Ça ne va pas fort pour les œufs français. Encore un pan de notre souveraineté alimentaire qui donne des signes de faiblesse. La France était le numéro un européen des œufs en 2021, 15 milliards d’œufs produits, 15% de la production de l’UE. Cette place est menacée.

La production française d’œufs a décroché en 2022, c’est ce que raconte un article très intéressant paru il y a quelques jours dans la France agricole. Une baisse de 8% en un an et même de 11% pour les œufs issus de poules élevées en cages.

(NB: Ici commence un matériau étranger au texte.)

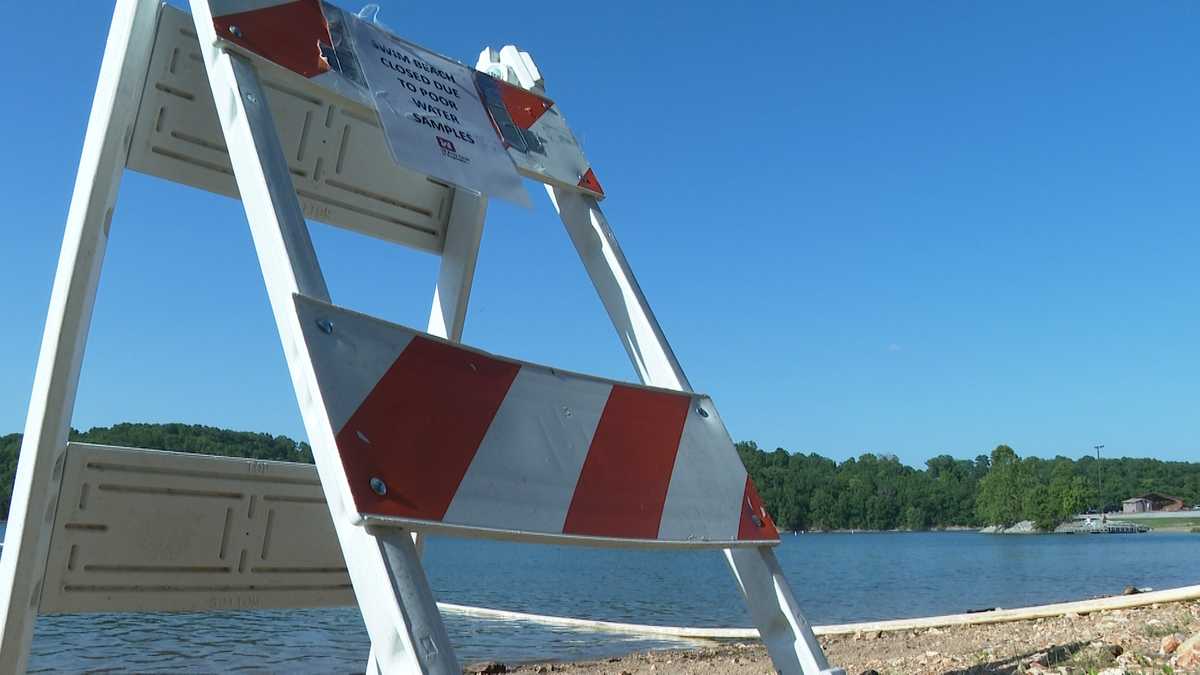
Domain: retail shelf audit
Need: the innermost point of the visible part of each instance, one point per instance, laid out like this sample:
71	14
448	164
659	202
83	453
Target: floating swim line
993	616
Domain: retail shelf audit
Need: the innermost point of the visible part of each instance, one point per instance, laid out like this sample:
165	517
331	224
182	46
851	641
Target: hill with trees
802	491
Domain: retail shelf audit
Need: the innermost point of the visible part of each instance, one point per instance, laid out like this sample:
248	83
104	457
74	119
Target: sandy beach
1161	639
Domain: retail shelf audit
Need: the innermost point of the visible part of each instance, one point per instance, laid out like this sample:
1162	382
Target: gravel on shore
1152	639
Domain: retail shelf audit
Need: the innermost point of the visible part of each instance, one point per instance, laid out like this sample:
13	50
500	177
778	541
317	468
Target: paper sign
432	115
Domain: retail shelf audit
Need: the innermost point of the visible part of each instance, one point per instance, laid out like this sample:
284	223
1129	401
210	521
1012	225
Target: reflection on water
835	577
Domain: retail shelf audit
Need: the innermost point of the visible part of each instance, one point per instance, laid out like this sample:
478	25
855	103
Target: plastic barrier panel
154	531
437	436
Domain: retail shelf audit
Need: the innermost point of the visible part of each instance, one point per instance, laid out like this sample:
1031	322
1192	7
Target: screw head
378	487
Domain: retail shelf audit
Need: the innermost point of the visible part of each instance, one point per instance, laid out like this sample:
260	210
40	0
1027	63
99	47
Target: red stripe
525	107
420	426
588	181
753	509
625	476
289	34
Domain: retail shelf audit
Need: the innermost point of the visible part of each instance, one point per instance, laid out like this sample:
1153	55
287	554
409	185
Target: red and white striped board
437	436
309	37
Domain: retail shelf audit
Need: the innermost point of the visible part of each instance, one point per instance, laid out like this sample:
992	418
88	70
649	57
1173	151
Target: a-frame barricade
411	430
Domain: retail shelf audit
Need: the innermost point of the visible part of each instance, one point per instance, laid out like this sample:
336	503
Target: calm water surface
837	578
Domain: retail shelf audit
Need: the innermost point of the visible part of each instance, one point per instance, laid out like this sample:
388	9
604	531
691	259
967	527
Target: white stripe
225	7
352	358
707	484
526	470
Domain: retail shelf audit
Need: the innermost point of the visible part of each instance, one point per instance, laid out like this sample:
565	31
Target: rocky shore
1159	639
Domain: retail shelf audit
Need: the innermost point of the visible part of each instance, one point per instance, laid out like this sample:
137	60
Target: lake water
837	578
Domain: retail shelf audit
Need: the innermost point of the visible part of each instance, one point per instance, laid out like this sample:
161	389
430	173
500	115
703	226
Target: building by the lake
1151	501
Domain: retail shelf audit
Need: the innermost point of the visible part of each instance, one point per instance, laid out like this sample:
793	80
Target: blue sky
897	227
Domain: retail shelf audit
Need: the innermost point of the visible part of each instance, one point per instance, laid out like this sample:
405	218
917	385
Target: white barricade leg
397	607
783	628
790	640
456	275
39	470
457	270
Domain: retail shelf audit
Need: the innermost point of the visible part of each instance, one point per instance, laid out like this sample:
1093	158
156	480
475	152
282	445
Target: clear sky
900	227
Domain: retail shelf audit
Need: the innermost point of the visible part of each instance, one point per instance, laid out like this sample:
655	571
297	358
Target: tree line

Un effondrement, alors que c’était un secteur qui se portait plutôt bien. Avant cette crise, à elle seule, la France représente 28 % de la production d’œufs de plein air, et 30 % de la production bio

Que s’est-il passé  pour que la production s’écroule ainsi ?

C’est essentiellement dû à la grippe aviaire qui a frappé la France. Cela a nécessité des vides sanitaires répétés dans l’ouest de la France. Entre octobre 2021 et juillet 2022, trois millions de poules pondeuses sur 57 millions ont été abattues.

Ça a frappé un secteur financièrement fragilisé.

Il a dû faire beaucoup d’investissements ces dernières années, pour éliminer progressivement les cages dans les élevages, se réorganiser depuis l’interdiction du broyage des poussins mâles. De très bonnes nouvelles pour le bien être animal, un vrai progrès, mais coûteux.  Les éleveurs ont aussi vu a les coûts de production flamber avec la hausse des céréales : multipliées par deux mi 2022.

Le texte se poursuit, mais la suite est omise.